Vegan, Refined Sugar Free and Wholemeal
I hope you all had a lovely valentines day! I did exactly what I did last valentines day and ate so much gelato I got a stomach ache. A sign of a successful day I think. People always get really worked up around valentines day and I’m not sure why. It’s just a day to spread some love! I walked my dog for the first time in ages, because I love him. I made the kids I babysit some cous cous because I love them too. Why all the tears…and the photos of broken chocolate hearts and empty tubs of ice cream?!
This morning I had a vision of the perfect peach crumble. Sweet, tangy, crumbly and nutty. I looked everywhere for a recipe I could use as a guideline for using coconut butter to make the topping, and there was nothing! But then I thought, come on Lil. Strap on your thinking cap and come up with something yourself for once!
The result was ohmygodimgoingtodieamazing. The smell! The desiccated coconut and sweet butter scented the entire kitchen with peachy, mapley cinnamon goodness. The sprinkle of cherries throughout the crumble stained the peaches purple and made the house smell like fresh cherry pie. Moral of the story: make crumble for breakfast everyday. And also, think of more recipes by myself!

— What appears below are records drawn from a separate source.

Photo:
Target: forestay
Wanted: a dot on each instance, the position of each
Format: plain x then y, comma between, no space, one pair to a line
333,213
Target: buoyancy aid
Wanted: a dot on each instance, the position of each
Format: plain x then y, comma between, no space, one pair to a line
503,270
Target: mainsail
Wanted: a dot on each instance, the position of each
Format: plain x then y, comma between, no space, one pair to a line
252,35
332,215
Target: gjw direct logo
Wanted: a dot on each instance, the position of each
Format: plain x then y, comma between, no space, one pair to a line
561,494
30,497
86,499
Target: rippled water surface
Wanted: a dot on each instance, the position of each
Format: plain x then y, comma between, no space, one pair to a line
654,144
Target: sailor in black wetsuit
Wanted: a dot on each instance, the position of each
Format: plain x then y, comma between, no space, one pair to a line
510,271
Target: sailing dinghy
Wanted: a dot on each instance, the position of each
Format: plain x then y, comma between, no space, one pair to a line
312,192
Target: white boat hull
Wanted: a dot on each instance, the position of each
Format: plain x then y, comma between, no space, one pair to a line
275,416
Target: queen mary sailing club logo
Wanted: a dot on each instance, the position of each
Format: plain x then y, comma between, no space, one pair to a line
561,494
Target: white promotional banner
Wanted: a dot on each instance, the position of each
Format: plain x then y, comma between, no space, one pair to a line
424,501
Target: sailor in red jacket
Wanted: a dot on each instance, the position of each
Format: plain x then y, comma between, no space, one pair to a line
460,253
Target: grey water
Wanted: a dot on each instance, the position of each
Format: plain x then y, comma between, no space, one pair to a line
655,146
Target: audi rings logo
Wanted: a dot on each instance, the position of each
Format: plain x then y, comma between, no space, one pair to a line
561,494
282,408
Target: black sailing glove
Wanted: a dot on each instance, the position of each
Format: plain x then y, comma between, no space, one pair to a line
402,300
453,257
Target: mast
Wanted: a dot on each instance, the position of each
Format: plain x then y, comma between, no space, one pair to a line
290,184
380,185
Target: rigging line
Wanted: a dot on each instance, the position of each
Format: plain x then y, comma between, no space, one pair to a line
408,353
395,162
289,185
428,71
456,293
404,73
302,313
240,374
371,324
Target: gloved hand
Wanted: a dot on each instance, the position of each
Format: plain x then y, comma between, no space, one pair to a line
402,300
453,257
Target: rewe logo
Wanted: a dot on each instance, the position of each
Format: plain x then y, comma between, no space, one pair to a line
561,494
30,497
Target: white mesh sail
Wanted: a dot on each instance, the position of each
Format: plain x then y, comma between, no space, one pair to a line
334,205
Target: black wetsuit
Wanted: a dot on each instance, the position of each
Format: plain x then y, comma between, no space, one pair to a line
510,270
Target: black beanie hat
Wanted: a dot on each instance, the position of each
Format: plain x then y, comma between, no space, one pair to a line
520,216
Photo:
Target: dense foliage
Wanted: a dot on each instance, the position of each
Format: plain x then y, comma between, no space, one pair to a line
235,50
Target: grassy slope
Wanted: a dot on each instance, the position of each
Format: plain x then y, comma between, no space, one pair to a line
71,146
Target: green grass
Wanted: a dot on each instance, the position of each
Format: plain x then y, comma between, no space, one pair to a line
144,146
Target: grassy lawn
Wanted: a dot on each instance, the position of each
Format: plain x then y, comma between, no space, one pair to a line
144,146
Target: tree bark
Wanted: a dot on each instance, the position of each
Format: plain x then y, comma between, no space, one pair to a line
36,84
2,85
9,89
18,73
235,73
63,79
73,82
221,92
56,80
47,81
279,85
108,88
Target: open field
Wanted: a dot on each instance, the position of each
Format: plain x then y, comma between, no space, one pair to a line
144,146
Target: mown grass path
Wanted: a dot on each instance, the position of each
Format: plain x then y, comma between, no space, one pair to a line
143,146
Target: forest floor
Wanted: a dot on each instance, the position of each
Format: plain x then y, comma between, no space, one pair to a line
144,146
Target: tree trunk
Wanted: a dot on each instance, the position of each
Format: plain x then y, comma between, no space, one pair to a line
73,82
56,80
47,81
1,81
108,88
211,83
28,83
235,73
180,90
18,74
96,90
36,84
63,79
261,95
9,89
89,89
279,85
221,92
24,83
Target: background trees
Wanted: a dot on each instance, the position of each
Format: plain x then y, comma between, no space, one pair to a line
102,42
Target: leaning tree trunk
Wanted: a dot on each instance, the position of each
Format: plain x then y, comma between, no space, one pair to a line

Cherry and Peach Coconut Crumble:
1/3 cup (50g) wholemeal flour
1/3 cup (50g) plain flour
1/3 cup (30g) desiccated coconut
1/3 cup (30g) chopped walnuts or almonds
1/3 cup (30g) brown sugar
100g (3.5 ounces) coconut butter, cut into cubes.
30ml (2 tbsp) soy or almond milk
Preheat the oven to 180C. Blitz all the dry ingredients together until combined. Pour into a bowl and use your fingers to rub the coconut butter into the batter, making little lumps. Slowly add in the milk and use your fingers to turn the mix into a crumbly, sandy consistency. Don’t overmix!
For the Filling:
6-7 medium ripe yellow peaches (white will work too) sliced into eighths.
80g (3 ounces) ripe red cherries
1 tsp cinnamon
Optional: 1-2 tbsp maple syrup, depending how sweet your peaches are.
Toss the fruit with the maple syrup and cinnamon and pour into a baking dish. Top with the crumble and bake for 35 minutes, until golden on top and the fruit is cooked through. Serve warm, with coconut ice cream!